Date: November 9, 2012
Speaker: Prof. Alyosha Molnar, Cornell University
Location: 633 Mudd
Hosted by: Columbia Integrated Systems Laboratory
Software defined radios (SDR) aim to make every critical parameter of a radio's function adjustable and configurable through digital control, without significantly degrading performance. In this talk I will discuss a recently (re)discovered approach to achieving such flexibility, by exploiting the transparency properties of multi-phase CMOS passive mixers. Such mixers, combined with appropriate baseband circuitry, can be used to synthesize arbitrary in-band impedance and filtering properties and up-convert them to their RF port. Such mixers also display unusually high out-of band linearity and surprisingly low in-band noise, making them an intriguing option for SDR receivers. I will discuss some of the fundamental theory and associated limits of such receivers, as well as enhancements to this architecture, and other applications of the mixer transparency.
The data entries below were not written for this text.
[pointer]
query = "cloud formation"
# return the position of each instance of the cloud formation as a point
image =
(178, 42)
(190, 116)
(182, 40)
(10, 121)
Alyosha Molnar received his BS from Swarthmore College in 1997, and after spending a season as a deck-hand on a commercial Tuna fishing boat, worked for Conexant Systems for 3 years as an RFIC design engineer. He was co-responsible engineer developing their first-generation direct-conversion receiver for the GSM cellular standard. That chip, and subsequent variants, have sold in excess of 100 million parts. Starting graduate school at U.C. Berkeley in 2001, Molnar worked on an early, ultra-low-power radio transceiver for wireless sensor networks, and then joined a retinal neurophysiology group where he worked on dissecting the structure and function of neural circuits in the mammalian retina. He joined the Faculty at Cornell University in 2007, and presently works on low-power software-defined radios, neural interface circuits, and new integrated imaging techniques. He is recipient of the DARPA Young Faculty Award in 2010, NSF CAREER Award in 2012, and ISSCC Lewis Winner Award in 2012.